COVD: Continual Open-Vocabulary Object Detection with Novel Concept Injection
Pith reviewed 2026-06-29 18:04 UTC · model grok-4.3
The pith
NoIn-Det injects novel object concepts into open-vocabulary detectors by updating only a small subset of text-branch parameters while freezing the visual encoder.
A machine-rendered reading of the paper's core claim, the machinery that carries it, and where it could break.
Core claim
NoIn-Det is an efficient continual injection framework without additional parameters. It freezes the visual encoder, preserves the text representation space using only texts of common concepts and previously injected concepts, and injects novel concepts by updating only a small subset of text-branch parameters beneficial to novel concept learning.
What carries the argument
NoIn-Det, a continual injection process that selectively updates a small subset of text-branch parameters while anchoring the text space with texts from known concepts.
If this is right
- Detectors can absorb new categories over time without full retraining or parameter growth.
- Old concepts and open-vocabulary capability remain intact while new ones are added.
- The same text-branch update rule works across multiple vision-language model backbones.
- A single small parameter subset suffices for each injection round, keeping compute low.
Where Pith is reading between the lines
- Future work could test whether the same text-anchoring trick extends to continual learning in other multimodal tasks such as captioning or visual question answering.
- If stronger visual encoders emerge, the method's gains on novel concepts should increase without any change to the injection procedure.
- The approach implies that continual open-vocabulary detection may be solved primarily through text-space management rather than joint visual-text retraining.
Load-bearing premise
Pretrained visual encoders already perceive and represent many novel concepts, so the main bottleneck is only the lack of stable semantic alignment between visual representations and textual concepts.
What would settle it
Run the method on a visual encoder deliberately chosen or trained to lack representations of the target novel concepts; if performance on those concepts fails to improve, the alignment-only premise is false.
Figures
read the original abstract
Open-vocabulary object detection (OVD) has made significant progress, enabling detectors to generalize from seen to unseen categories. However, real-world category spaces continually evolve, and existing OVD models still struggle with newly emerging concepts, while repeated full retraining is prohibitively expensive. To this end, we introduce a new task setting, termed Continual OVD with Novel Concept Injection (COVD), where models sequentially learn incoming novel concept groups while preserving prior concepts and original open-vocabulary knowledge, along with a new benchmark, Novel-114. Our key observation is that pretrained visual encoders often already perceive and represent many novel concepts, and the main bottleneck lies in the lack of stable semantic alignment between visual representations and textual concepts. Based on this, we propose NoIn-Det, an efficient continual injection framework without additional parameters. NoIn-Det freezes the visual encoder, preserves the text representation space using only texts of common concepts and previously injected concepts, and injects novel concepts by updating only a small subset of text-branch parameters beneficial to novel concept learning. Extensive experiments show that NoIn-Det effectively learns novel concepts, preserves old knowledge, and consistently outperforms existing continual learning methods for VLMs without introducing additional parameters.Novel-114 and the code will be released.
Editorial analysis
A structured set of objections, weighed in public.
Referee Report
Summary. The manuscript introduces the COVD task setting for continual open-vocabulary object detection, where models must sequentially incorporate groups of novel concepts while retaining prior concepts and original open-vocabulary knowledge. It presents the Novel-114 benchmark and proposes NoIn-Det, which freezes the visual encoder, preserves the text representation space using common and previously injected concepts, and injects novel concepts by updating only a small beneficial subset of text-branch parameters. The central claim is that this yields effective novel-concept learning, knowledge preservation, and consistent outperformance over existing continual-learning methods for VLMs without introducing additional parameters.
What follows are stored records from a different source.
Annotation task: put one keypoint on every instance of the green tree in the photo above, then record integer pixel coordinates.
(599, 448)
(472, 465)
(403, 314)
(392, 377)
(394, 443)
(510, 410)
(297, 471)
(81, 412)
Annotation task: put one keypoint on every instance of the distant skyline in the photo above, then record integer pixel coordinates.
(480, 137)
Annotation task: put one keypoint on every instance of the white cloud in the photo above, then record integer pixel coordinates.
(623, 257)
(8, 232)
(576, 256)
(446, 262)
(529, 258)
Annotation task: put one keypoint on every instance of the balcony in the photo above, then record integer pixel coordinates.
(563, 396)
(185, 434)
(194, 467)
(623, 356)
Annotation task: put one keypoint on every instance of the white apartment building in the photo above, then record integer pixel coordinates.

Significance. If the core assumption holds and the reported experiments confirm both acquisition of novel concepts and retention of prior performance, the approach would offer a parameter-efficient route to handling evolving category spaces in open-vocabulary detection, avoiding full retraining costs while leveraging existing visual encoders.
major comments (2)
- [Abstract and method description] The load-bearing assumption that 'pretrained visual encoders often already perceive and represent many novel concepts' (with alignment as the sole bottleneck) receives no direct pre-injection verification. The manuscript should report feature-level diagnostics (e.g., nearest-neighbor retrieval or linear-probe accuracy) on Novel-114 novel concepts using the frozen visual encoder before any text-branch updates; without this, performance gains could arise from text updates compensating for missing visual capacity rather than confirming the stated premise.
- [Experiments] The claim that NoIn-Det 'consistently outperforms existing continual learning methods for VLMs' requires explicit quantification of knowledge preservation (e.g., mAP or AP on old vs. new concept groups across injection stages). If the experimental section only reports aggregate post-injection metrics, the no-forgetting guarantee remains unanchored.
minor comments (2)
- [Method] Specify the exact criterion or selection procedure used to identify the 'small subset of text-branch parameters beneficial to novel concept learning.'
- [Benchmark] Clarify whether Novel-114 concept groups are disjoint from the original training vocabulary of the base detector and how this affects the open-vocabulary evaluation protocol.
Simulated Author's Rebuttal
We thank the referee for the constructive comments, which help clarify the presentation of our core assumptions and experimental evidence. We address each major comment point by point below.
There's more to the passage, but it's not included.